Büyük Hint imparatoru Akbar, bilge adamlarını toplamış, “Şimdi beni dikkatle dinleyin, size bir sorum var,” demiş. Duvara bir çizgi çizmiş, sonra, “Şimdi bu çizgiye dokunmadan bu çizgiyi küçültmenizi istiyorum,” demiş.
Bilge adamlar düşünmeye başlamışlar. İçlerinden, Birbal adındaki bilge, duvara yanaşıp, çizgiye dokunmadan, ona paralel daha büyük bir çizgi çizmiş. Yanında daha büyük bir çizgi olunca diğeri küçülmüş.
Büyük olmak isteyenler kendini büyütmelidir. Bunu herkes bilir bilmesine de kendini büyütmek öyle kolay değil ki!
Peki, ‘Benim kendimi büyütmek için gerekli çabayı gösterecek gücüm, iradem yok ama küçük olmaya da gönlüm razı değil,’ diyenler ne yapacak? Tabii bunun doğal bir yolu yok. Öyleyse doğal olmayan yollara başvurmak icap ediyor. Kendisini büyütemeyenler, başkalarını küçültme cihetine gidiyorlar.
Başkalarını küçültmek için, hikayedeki bilge Birbal’ın kullandığı yöntemi farklı biçimde kullanıyorlar. Şöyle ki; Birlbal, siz büyürseniz diğerleri küçülür, dünya küçülür, demeye getiriyor, bunlar, diğerleri küçülürse siz büyürseniz, diyorlar.

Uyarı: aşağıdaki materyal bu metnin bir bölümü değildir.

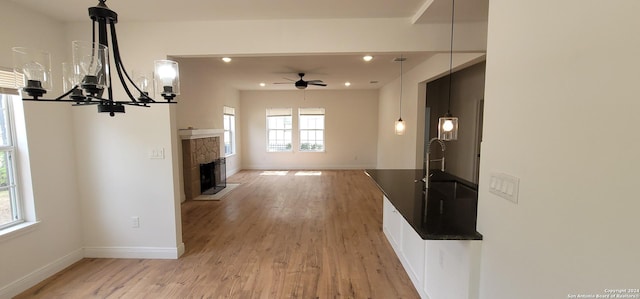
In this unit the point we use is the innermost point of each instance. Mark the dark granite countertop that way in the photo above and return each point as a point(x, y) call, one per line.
point(434, 215)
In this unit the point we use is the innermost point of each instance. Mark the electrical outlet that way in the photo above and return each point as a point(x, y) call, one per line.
point(505, 186)
point(135, 222)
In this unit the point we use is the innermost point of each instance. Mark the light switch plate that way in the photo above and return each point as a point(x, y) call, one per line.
point(156, 153)
point(505, 186)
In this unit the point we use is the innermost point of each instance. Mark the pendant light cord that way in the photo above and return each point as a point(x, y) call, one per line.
point(401, 86)
point(453, 5)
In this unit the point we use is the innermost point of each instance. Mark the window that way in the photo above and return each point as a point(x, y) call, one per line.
point(10, 208)
point(279, 130)
point(229, 131)
point(311, 129)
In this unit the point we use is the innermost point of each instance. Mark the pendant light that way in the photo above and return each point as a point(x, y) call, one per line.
point(400, 125)
point(448, 124)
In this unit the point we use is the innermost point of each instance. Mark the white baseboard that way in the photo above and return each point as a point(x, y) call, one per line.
point(40, 274)
point(306, 167)
point(134, 252)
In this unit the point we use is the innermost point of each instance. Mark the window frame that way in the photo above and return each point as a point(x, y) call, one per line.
point(285, 130)
point(15, 200)
point(311, 112)
point(229, 118)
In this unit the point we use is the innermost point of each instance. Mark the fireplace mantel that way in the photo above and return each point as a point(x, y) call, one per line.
point(186, 134)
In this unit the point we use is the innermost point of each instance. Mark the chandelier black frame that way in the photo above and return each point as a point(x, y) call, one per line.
point(89, 91)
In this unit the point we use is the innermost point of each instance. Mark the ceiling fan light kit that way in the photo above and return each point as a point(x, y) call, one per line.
point(88, 77)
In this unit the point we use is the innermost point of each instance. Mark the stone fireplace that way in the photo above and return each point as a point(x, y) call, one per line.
point(199, 146)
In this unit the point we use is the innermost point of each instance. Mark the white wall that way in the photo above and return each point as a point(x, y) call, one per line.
point(561, 114)
point(350, 129)
point(117, 180)
point(56, 241)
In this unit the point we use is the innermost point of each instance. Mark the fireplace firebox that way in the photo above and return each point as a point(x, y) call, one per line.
point(213, 176)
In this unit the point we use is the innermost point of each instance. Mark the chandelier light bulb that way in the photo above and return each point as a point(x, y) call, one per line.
point(166, 74)
point(447, 126)
point(34, 71)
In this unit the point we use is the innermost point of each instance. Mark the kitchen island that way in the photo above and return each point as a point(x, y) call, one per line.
point(432, 230)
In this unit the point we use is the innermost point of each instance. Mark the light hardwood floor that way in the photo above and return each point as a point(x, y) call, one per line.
point(291, 236)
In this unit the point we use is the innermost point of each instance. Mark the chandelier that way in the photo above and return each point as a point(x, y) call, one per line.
point(87, 80)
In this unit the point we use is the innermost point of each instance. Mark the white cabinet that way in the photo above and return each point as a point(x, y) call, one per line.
point(407, 244)
point(392, 224)
point(439, 269)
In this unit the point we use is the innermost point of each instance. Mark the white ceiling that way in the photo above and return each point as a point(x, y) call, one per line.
point(245, 73)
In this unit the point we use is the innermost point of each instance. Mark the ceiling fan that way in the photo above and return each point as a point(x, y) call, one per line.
point(302, 84)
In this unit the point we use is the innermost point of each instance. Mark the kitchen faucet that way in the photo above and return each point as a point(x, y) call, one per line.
point(427, 160)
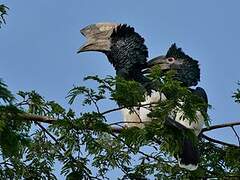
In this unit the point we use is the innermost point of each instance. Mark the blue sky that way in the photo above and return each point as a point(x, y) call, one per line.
point(39, 42)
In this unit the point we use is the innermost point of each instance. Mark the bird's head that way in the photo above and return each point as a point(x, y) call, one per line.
point(124, 47)
point(186, 69)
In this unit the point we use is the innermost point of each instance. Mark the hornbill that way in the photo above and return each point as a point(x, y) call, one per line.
point(126, 51)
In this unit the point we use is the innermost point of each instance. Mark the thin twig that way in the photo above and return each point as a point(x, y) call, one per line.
point(236, 135)
point(236, 123)
point(49, 120)
point(218, 141)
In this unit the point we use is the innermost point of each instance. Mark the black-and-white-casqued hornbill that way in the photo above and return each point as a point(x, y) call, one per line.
point(126, 51)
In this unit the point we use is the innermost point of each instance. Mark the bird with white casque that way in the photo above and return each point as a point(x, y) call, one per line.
point(126, 51)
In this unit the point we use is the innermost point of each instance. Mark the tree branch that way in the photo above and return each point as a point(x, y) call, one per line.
point(218, 141)
point(218, 126)
point(169, 121)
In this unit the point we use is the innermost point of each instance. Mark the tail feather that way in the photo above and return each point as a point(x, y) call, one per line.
point(189, 156)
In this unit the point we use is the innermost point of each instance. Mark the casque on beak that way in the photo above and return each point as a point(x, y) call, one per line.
point(98, 37)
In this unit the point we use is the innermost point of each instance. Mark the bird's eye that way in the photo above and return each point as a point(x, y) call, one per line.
point(171, 60)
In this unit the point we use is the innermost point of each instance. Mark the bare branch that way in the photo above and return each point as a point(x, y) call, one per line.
point(236, 135)
point(218, 126)
point(37, 118)
point(218, 141)
point(169, 121)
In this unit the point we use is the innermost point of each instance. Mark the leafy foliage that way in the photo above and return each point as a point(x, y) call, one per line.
point(87, 142)
point(87, 146)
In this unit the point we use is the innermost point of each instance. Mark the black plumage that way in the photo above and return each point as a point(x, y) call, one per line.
point(128, 54)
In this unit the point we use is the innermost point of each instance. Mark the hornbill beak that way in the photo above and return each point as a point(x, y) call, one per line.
point(161, 61)
point(98, 37)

Başkalarını küçülmenin en kestirme yolu, dedikodu. Birisi bir yanlış yapıyor veya başına bir şey geliyor, onu tanıyanlara gün doğuyor. Onun eksiklerinin dedikodusunu yaparak, onu küçültüyor, dolayısıyla kendini büyütüyorlar. O yüzden dedikodu tadından yenilmiyor.

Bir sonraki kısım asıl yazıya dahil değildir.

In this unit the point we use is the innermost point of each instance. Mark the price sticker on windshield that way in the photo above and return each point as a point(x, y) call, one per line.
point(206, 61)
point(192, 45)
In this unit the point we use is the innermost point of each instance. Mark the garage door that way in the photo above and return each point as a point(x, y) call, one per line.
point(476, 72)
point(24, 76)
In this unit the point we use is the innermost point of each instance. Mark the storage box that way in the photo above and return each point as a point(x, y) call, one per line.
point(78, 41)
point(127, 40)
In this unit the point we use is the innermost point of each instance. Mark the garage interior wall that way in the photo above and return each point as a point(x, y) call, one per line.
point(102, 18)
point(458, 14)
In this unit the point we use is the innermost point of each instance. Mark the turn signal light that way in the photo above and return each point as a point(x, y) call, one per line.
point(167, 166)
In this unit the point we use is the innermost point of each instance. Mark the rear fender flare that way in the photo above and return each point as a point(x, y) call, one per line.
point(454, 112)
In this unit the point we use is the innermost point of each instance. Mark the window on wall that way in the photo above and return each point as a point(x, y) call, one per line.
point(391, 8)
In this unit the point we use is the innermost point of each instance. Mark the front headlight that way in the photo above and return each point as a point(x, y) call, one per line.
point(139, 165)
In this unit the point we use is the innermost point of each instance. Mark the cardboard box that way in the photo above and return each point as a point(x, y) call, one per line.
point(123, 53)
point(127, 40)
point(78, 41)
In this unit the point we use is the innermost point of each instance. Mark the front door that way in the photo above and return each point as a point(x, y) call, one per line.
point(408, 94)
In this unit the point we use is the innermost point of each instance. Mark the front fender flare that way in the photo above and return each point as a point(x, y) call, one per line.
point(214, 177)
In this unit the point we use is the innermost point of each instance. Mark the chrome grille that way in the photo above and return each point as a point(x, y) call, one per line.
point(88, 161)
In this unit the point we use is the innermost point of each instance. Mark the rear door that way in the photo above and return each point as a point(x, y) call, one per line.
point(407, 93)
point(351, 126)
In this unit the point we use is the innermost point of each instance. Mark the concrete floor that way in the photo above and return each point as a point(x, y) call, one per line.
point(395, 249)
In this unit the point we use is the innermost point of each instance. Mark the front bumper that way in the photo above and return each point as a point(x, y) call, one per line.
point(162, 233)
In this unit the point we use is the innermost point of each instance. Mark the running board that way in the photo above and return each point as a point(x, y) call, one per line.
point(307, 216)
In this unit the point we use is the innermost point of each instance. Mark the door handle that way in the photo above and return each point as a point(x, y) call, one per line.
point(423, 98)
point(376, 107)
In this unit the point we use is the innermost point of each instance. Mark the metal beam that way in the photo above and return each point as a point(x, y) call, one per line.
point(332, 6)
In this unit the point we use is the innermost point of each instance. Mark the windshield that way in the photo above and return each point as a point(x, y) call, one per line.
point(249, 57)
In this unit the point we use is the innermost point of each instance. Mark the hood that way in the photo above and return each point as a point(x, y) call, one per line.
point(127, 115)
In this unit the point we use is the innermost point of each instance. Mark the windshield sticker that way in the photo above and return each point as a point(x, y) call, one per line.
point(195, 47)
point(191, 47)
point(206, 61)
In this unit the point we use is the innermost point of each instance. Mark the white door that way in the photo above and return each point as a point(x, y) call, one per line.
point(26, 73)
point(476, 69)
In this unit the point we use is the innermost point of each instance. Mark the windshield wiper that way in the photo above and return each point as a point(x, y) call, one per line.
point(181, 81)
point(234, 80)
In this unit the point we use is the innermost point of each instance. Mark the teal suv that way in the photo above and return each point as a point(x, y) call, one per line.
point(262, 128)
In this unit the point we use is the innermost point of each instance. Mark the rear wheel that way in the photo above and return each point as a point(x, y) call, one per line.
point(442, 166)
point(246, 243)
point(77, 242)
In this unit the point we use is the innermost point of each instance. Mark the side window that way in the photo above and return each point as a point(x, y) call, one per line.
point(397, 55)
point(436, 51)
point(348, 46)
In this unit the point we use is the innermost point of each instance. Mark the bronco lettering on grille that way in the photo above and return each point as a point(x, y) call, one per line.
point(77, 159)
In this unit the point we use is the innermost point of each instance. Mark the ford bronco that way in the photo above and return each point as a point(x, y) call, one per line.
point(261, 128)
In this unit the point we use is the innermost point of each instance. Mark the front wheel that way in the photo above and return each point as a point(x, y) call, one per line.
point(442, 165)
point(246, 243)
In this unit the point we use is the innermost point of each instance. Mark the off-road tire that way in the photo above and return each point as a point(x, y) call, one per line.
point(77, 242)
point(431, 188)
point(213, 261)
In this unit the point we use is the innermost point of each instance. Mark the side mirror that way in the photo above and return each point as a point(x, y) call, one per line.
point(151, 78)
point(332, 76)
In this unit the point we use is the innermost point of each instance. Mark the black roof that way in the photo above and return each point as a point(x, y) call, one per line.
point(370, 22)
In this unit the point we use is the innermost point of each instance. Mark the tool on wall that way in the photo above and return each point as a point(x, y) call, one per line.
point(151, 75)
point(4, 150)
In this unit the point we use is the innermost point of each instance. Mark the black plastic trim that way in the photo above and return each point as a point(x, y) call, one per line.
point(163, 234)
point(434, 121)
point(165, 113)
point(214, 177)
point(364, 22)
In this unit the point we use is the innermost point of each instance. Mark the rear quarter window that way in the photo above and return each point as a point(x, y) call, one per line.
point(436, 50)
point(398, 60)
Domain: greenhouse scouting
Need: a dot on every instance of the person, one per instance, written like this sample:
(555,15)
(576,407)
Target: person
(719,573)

Kendini büyütememek içler acısı bir durum. Bu duruma çare aramak yerine, başkalarını küçülterek kendini büyümeye çalışmak tam bir acizlik. Bu insanlar, acizliklerini çarpık bir şekilde telafi etmeye çalışıyorlar. Bu şekilde idare ederken, bir süre sonra acizliklerini tamamen unutup, çok cevval olduklarını sanıyorlar. Neticede bu kendini bilmezler, karşımıza; lümpen, trafik canavarı, şehir magandası, kifayetsiz muhteris, gösteriş budalası olarak çıkıyorlar.
Kendini çok cevval sanan bu kendini bilmezler, fütursuzca kim daha büyük yarışmasına giriyorlar. Bugün ‘sen ben davası,’ diye adlandırılan mesele bundan ibarettir. ‘Sen ben davası güden insanın tek derdi, altta kalmamak. Bunların etraflıca düşünüp, doğruyu, makulü, mantıklıyı bulmak gibi bir talebi yoktur. Bunlar, ‘Ben altta kalacağıma dünya yıkılsın umurumda değil,’ diyen insanlardır.
Kendini büyütebilenler, asla ‘Kim daha büyük,’ yarışmasına girmezler. Onlar sessizce daha da büyümenin yollarını ararlar. Bu yüzden insanlığın şucu, bucu nesiller yerine, kendini geliştirici nesillere ihtiyacı var.